Not sure she wanted to know what he was talking about, she flipped him over with the toe of her shoe and fished the key out of his inner pocket, holding the bloody point of the stake against the underside of his trembling, gnashing jaw. “Anything I have to know about deactivating this?” She jabbed the point into his flesh.
“Naw, naw, nuthin’ to it, key in the number, just, y’know, don’t make a mistake, you only get three tries, then…” He trailed off, shrugged with an ingratiating weasel grin.
She was afraid she knew what he meant by “all those fags.” “Do I understand that you have other people with these collars on their necks? What, in your basement?” Her stomach turned.
“Naw, naw, just one. The others, y’know, heh heh.” Bunt shrugged helplessly.
Sally understood that before he got KerriAnne Bunt picked up homeless guys and bled them for his Runs, that his basement was probably full of their corpses, that the runs had given him wealth and notoriety enough that KerriAnne had offered herself to him, probably in exchange for whatever shit she was on. She didn’t know what he’d meant by “sorry about Mommy” but she couldn’t take any more. Had his own mother had been his first victim?
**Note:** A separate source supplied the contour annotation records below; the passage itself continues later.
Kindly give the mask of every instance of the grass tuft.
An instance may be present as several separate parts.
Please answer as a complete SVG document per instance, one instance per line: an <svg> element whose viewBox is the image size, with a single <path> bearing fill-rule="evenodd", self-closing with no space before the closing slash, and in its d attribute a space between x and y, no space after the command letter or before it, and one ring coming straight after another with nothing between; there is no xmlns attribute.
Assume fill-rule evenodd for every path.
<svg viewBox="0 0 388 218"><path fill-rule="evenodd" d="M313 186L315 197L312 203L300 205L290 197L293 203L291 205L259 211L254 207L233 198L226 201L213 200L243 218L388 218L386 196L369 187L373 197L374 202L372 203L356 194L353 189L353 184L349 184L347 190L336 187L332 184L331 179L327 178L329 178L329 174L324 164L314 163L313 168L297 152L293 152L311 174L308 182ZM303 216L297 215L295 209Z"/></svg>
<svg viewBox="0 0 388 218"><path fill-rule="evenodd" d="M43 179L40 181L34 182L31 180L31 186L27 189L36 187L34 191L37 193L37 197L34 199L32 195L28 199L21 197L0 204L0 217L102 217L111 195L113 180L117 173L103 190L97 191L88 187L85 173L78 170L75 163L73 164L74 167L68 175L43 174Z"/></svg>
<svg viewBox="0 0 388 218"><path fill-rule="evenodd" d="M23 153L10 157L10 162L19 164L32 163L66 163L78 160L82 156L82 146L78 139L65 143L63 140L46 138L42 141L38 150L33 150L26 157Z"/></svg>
Probably.
There’s a numb place beyond outrage and horror; she simply asked, “And this same code unlocks all the collars?” He nodded, his eyes never leaving her.
She pulled out her phone. “I’ll be talking to my sister. If she dies, you die.” She willed her stone hard hazel eyes to communicate to Bunt her genuine desire to murder him. It helped that she was, in fact, trying to decide if it was safe to let him live. Hatred raged in his eyes but self-pity was making them wet.
To make the call, she had to stop the video recording. She half expected the phone, only a year and a half old but already barely working, to crash, but it didn’t. As she touched the picture of a heavily made up KerriAnne and listened to the sound of dialing, she reflected that in the eyes of the law the video might incriminate her as much as it did Bunt.
“Boss?” came the trembling voice.
“Darling,” she answered. She no longer remembered when or why they’d started calling each other those particular names. “Got the key. No problem.”
“Deactivating it now. Bunt’s right here and he’s told me exactly how to do it.” Last chance for you if you’re lying, her level gaze told the big, sniveling man. He shook his head desperately.
Then she tapped in the number, hit enter.
“Darling?” she asked, unable to keep her voice from catching. She heard breathing, then crying; that was a good sign, wasn’t it? “KerriAnne, you answer me, are you okay?!?”